A paper published in ADMET & DMPK discusses, Food effect risk assessment in preformulation stage using material sparing microFLUX methodology.

The intake of food and meal type can strongly impact the bioavailability of orally administered drugs and can consequently impact drug efficacy and safety. During the early stages of drug development, only a small amount of drug substance is available, and the solubility difference between fasted state simulated intestinal fluid and fed state simulated intestinal fluid may provide an early indication about the probable food effect.

In the paper, researchers demonstrated using 11 model compounds that in addition to the drug dissolution in biorelevant media, the evaluation of the diffusion flux of a drug in solution, across artificial lipid coated membrane, where only the unbound drug crosses the membrane, is a reliable way to predict the food effect. The model drug compounds used in the study were Amiodarone, Celecoxib, Clopidogrel, danazol, Fluoxetine hydrochloride, Furosemide, Griseofulvin, Isoniazid, Nefazodone HCl, Nifedipine, and Zidovudine.

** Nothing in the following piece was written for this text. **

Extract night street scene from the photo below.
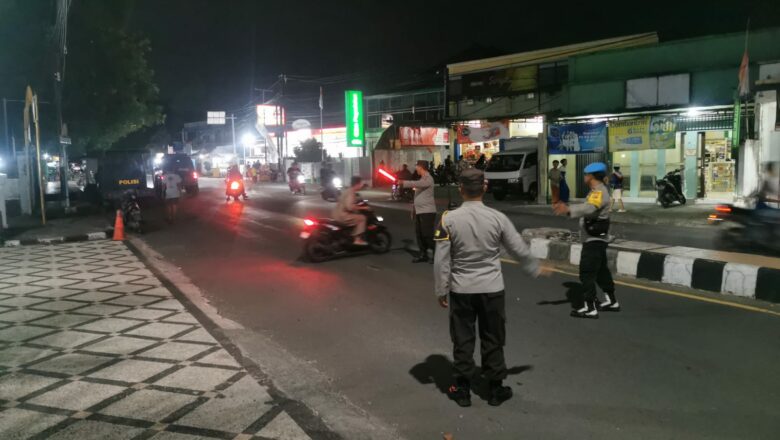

Although, the combination of dissolution and diffusion flux may not reliably predict the food effect in case of drugs undergoing intestinal metabolism or when transporters are involved in the drug absorption, the technique generally provides good information about the food effect at very early stages of drug development that may help in designing a clinical plan by adjusting the drug dose in the fed state.

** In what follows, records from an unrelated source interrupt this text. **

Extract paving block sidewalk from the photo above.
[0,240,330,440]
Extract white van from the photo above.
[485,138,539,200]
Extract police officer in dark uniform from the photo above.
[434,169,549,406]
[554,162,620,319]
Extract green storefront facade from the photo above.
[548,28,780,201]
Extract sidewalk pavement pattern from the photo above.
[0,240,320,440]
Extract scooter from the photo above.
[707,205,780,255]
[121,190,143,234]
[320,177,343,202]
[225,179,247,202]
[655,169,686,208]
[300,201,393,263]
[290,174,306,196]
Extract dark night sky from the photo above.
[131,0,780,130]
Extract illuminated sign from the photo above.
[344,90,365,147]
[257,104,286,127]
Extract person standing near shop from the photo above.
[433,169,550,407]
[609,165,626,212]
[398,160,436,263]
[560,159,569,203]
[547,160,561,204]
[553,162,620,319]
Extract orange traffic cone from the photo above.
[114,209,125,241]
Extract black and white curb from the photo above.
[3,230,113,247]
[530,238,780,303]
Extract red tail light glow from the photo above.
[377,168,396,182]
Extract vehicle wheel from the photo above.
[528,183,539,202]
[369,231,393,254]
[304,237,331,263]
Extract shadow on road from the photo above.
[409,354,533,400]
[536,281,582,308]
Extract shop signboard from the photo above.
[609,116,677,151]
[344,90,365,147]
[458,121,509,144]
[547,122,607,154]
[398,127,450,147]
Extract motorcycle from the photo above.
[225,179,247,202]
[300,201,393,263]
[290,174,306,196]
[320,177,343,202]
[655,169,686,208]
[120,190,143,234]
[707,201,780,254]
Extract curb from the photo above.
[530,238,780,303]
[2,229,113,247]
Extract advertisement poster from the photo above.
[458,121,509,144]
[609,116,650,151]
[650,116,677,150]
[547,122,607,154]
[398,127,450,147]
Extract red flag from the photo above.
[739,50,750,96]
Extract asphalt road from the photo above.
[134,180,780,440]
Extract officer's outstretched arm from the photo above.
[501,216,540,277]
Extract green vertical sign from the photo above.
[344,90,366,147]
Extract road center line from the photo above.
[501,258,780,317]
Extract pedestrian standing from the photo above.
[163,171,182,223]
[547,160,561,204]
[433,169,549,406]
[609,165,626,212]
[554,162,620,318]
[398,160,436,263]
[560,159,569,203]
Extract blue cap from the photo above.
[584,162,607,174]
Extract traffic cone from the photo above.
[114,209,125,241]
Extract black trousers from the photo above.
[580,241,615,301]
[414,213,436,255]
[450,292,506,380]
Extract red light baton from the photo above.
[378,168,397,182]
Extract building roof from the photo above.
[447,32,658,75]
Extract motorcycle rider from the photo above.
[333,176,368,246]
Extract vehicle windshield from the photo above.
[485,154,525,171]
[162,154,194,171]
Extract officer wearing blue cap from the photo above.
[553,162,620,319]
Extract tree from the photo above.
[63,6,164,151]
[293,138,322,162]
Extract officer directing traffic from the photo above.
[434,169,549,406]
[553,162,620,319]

The authors concluded, in part, that a combination of dissolution and permeation (diffusion flux measurement) has better food effect predictive capability than the solubility/dissolution alone. The flux-based method with lipid-coated artificial membrane was found to be more reliable than the solubility/dissolution alone in predicting the food effect in the cases where the drug absorption was driven by passive transcellular diffusion.